Lines 102-120: With all the preliminary steps done, this section launches the various threads, one for each partition block. The shared variables $MaxDev and $NoIterations are read and written to by the threads but only read by the calling program when reporting the results. The other two shared variables, $Halt and $NoBlocksDone are only read and written by the threads and are key to their ability to self-manage the iteration process.
Lines 122-136: This section reports the results of the iteration if convergence has occurred. It also outputs the difference between the estimates and the exact solution xe^y.
Lines 138-206: This is the main subroutine associated with each thread call.
Lines 154-183: These lines are the outermost loop, which will repeat until either the maximum deviation in the estimates is less than the specified tolerance or the number of maximum number of iterations allowed is reached.
Lines 156-165: These two nested loops define the required node coordinates in order to perform a single cycle of the Gauss-Seidel method for the associated partition block. Each new estimate is computed by Subroutine estimateNode and the current maximum deviation for the block is updated.
Lines 167-182: This is the key section that allows the threads to self-manage the iteration process. It starts with the critical step of getting a lock on the shared variable $NoBlocksDone. Once obtained, a thread can then update part or all of the remaining shared variables. Then the counter $NoBlocksDone is incremented to reflect the number of threads that have finished their iteration cycle.

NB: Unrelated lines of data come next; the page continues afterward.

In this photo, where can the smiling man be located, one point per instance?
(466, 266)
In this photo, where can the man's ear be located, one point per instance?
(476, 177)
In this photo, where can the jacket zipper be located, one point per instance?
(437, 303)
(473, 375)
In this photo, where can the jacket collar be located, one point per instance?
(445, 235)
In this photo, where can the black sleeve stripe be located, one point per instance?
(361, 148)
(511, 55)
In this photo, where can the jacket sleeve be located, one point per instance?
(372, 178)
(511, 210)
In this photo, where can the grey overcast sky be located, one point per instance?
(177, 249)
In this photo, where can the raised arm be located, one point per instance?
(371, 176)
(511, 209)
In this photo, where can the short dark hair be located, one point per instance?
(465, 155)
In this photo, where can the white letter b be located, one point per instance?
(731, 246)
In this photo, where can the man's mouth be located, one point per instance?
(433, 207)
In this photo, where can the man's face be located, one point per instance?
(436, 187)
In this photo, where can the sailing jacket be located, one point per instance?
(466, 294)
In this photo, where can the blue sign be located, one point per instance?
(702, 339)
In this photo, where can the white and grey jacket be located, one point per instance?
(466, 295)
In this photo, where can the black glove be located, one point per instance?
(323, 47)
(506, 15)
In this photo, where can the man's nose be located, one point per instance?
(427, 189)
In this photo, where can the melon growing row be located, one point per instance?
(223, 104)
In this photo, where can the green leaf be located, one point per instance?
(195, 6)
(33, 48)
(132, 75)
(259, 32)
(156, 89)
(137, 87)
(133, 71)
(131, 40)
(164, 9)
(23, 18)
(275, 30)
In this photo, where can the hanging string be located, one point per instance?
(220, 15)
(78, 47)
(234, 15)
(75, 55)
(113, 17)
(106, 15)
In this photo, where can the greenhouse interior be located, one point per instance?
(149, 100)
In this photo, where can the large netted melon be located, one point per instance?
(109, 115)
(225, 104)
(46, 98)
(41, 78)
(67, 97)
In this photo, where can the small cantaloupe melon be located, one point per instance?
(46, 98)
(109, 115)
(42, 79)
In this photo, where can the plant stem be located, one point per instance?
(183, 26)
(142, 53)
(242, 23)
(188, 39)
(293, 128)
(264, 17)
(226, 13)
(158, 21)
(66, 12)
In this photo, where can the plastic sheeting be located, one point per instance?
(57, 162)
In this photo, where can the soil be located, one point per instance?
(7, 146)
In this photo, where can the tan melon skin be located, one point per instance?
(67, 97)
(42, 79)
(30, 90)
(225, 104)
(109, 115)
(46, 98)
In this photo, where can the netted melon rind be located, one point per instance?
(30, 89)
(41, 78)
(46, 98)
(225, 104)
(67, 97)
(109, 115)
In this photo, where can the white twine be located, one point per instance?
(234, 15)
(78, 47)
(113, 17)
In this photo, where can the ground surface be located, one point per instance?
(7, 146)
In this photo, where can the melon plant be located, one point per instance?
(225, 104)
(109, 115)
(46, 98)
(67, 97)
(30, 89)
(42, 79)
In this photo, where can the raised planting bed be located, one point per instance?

The overall maximum deviation is next updated. If the current thread is not the last one to finish, then it releases the lock on $NoBlocksDone and goes into a wait state. On the other hand, if it is the last to finish, it first increments the iteration counter and then determines whether all the threads should repeat their calculations or stop. The value of the stopping criterion is stored in the shared boolean variable $Halt. Finally, the last thread then broadcasts a signal to the other threads to resume. They then all consult the value of $Halt in order to take the appropriate action.
Lines 187-205: This secondary subroutine is responsible for computing the estimate at a specified node coordinate in accordance with the corresponding central-difference equation. It returns the absolute difference between the new and old values of the estimate. Note that we've chosen to recompute f(x,y) with each call rather than pre-calculate the values and store them in an array, i.e., $F[$i,$j], in order to minimize memory usage (though for such a small grid the point is moot). Moreover, no lock is placed on the array W in order not to impede the execution speed.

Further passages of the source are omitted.